Why Rolle's theorem considers differentiability on open $(a,b)$ rather than closed $[a,b]$?

Question

This question is a duplicate,but still I'm posting it because the answers given in the previously asked questions(by other users) are not satisfactory and since my reputation in the website isn't high enough, yet, I couldn't post any comments in the previous questions to get doubts clarified.

So, why is it defined in open $(a,b)$ rather than closed $[a,b]$.

Could you explain with an example?

Note: preiously asked questions(whose answers are not satisfactory) are:

Continuous and differentiable function in Rolle's theorem

Reason for the diferentiability of function on open interval in Rolle's Theorem

Answer 1

Let $f:[a,b] \to \mathbb R$ a continuous function, which is differentiable on $(a,b)$. If $f(a)=f(b)$, then Rolle's theorem says: there is $s \in (a,b)$ such that $f'(s)=0$.
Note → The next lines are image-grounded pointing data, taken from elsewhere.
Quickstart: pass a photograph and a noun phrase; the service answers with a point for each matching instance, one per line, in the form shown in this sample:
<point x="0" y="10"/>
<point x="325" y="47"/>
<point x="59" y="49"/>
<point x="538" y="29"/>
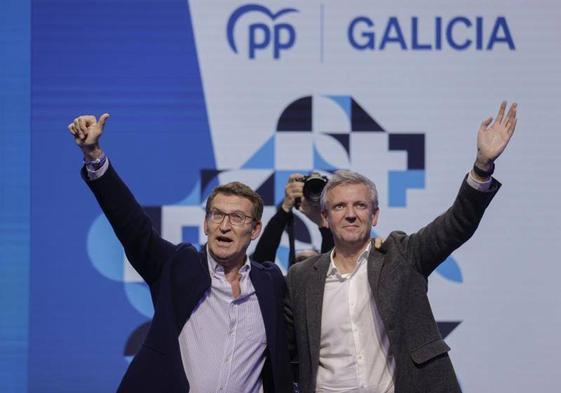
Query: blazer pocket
<point x="429" y="351"/>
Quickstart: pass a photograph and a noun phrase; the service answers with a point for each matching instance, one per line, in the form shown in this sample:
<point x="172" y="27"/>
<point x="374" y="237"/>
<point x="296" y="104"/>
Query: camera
<point x="313" y="186"/>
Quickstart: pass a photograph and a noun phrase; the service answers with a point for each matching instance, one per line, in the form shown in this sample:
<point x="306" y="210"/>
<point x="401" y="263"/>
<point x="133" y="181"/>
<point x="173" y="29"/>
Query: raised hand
<point x="292" y="191"/>
<point x="493" y="136"/>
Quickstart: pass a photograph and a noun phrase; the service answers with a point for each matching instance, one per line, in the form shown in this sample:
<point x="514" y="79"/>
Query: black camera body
<point x="313" y="186"/>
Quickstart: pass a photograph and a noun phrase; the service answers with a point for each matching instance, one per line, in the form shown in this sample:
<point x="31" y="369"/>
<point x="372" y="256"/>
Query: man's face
<point x="228" y="243"/>
<point x="350" y="215"/>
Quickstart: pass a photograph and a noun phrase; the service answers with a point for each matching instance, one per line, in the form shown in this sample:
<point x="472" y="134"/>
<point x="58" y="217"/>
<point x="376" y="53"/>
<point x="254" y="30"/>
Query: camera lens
<point x="313" y="186"/>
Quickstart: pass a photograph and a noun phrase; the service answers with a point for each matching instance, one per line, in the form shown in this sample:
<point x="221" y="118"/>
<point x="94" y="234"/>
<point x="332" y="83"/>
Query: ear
<point x="324" y="217"/>
<point x="375" y="216"/>
<point x="256" y="230"/>
<point x="206" y="226"/>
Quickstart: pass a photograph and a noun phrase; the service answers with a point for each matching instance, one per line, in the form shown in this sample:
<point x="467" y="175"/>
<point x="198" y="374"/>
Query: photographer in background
<point x="301" y="192"/>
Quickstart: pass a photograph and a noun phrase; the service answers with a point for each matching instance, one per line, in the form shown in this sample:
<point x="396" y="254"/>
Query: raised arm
<point x="144" y="247"/>
<point x="435" y="242"/>
<point x="266" y="248"/>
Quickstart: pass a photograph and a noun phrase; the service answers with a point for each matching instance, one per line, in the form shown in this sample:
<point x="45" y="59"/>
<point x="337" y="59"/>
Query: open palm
<point x="493" y="136"/>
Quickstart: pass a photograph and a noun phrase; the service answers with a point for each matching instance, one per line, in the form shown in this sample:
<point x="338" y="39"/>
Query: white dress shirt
<point x="353" y="355"/>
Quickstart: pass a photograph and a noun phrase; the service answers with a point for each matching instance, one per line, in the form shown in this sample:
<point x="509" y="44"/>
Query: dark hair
<point x="241" y="190"/>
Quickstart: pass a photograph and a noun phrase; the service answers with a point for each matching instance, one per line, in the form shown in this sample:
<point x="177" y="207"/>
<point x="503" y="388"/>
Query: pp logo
<point x="260" y="35"/>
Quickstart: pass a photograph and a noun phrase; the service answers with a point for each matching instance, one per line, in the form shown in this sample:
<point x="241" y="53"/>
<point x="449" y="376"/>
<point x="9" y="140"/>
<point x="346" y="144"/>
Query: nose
<point x="350" y="214"/>
<point x="225" y="224"/>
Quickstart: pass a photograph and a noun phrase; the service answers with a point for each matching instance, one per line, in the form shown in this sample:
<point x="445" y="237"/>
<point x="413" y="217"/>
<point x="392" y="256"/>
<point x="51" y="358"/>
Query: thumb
<point x="102" y="119"/>
<point x="486" y="122"/>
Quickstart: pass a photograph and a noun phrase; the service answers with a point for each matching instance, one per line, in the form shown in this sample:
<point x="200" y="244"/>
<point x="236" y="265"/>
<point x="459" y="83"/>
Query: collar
<point x="216" y="268"/>
<point x="362" y="258"/>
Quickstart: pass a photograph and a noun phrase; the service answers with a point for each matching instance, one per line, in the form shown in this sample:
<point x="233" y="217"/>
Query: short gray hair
<point x="342" y="177"/>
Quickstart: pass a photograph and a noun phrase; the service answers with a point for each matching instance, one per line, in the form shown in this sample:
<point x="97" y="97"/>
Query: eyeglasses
<point x="236" y="218"/>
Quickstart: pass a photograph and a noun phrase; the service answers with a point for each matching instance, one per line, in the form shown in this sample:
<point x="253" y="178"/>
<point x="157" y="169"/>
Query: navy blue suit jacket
<point x="178" y="277"/>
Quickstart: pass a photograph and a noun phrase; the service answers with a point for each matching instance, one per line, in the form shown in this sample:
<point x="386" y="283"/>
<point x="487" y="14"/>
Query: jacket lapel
<point x="314" y="301"/>
<point x="265" y="291"/>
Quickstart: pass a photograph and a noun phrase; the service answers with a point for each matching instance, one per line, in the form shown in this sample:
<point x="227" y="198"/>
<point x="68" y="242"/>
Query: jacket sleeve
<point x="431" y="245"/>
<point x="144" y="247"/>
<point x="266" y="248"/>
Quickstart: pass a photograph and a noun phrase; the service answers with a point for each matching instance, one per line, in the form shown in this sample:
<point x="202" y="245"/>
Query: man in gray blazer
<point x="361" y="317"/>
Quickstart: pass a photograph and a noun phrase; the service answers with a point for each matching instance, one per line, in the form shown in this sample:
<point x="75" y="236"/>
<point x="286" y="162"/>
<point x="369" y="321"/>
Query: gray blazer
<point x="397" y="274"/>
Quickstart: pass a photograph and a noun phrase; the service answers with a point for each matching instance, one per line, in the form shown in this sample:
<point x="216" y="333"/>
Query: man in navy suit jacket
<point x="218" y="323"/>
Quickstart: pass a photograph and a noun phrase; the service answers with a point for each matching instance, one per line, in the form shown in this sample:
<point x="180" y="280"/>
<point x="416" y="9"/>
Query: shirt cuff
<point x="479" y="185"/>
<point x="97" y="173"/>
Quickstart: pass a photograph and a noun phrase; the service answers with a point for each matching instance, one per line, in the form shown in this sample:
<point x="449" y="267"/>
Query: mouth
<point x="224" y="240"/>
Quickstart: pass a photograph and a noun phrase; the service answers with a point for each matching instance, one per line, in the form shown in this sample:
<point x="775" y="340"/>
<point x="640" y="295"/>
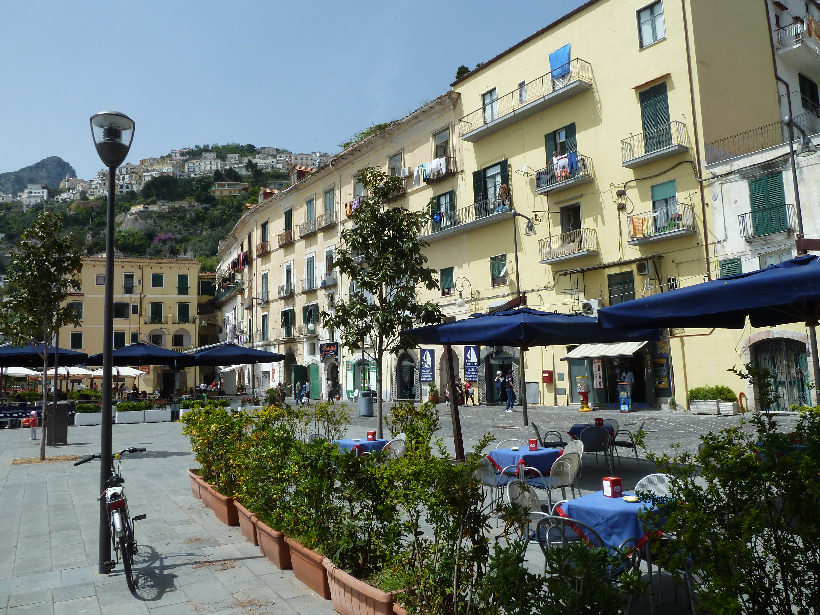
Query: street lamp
<point x="112" y="133"/>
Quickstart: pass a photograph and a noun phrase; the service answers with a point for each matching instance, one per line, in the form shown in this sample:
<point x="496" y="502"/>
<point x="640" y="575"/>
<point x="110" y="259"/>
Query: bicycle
<point x="122" y="525"/>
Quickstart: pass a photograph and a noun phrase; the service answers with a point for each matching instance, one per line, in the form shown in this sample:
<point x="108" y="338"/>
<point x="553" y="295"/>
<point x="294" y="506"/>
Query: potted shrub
<point x="718" y="399"/>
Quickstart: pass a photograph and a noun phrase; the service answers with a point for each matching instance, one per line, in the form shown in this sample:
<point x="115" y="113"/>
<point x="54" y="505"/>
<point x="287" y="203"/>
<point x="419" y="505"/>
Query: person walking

Look at a proof of this theorem, then you will see:

1. you need that $f$ is continuous on $[a,b]$

and

2. you only(!) need that $f$ is differentiable on $(a,b)$.

Answer 2

A function is called differentiable if it is differentiable at each point in its domain.

You basically want to talk about function being differentiable at every point in the domain...

You can not talk about a function being differentiable at a point which is not an interior point...

If your function is $f:[a,b]\rightarrow \mathbb{R}$ then you have to say about differentiability of $f$ at $a$ but as that notion is not there, you just ignore $a$ (as well as $b$) and considered $f:(a,b)\rightarrow \mathbb{R}$.

In the new domain $(a,b)$, every point is interior point, so you can say function is differentiable on $(a,b)$.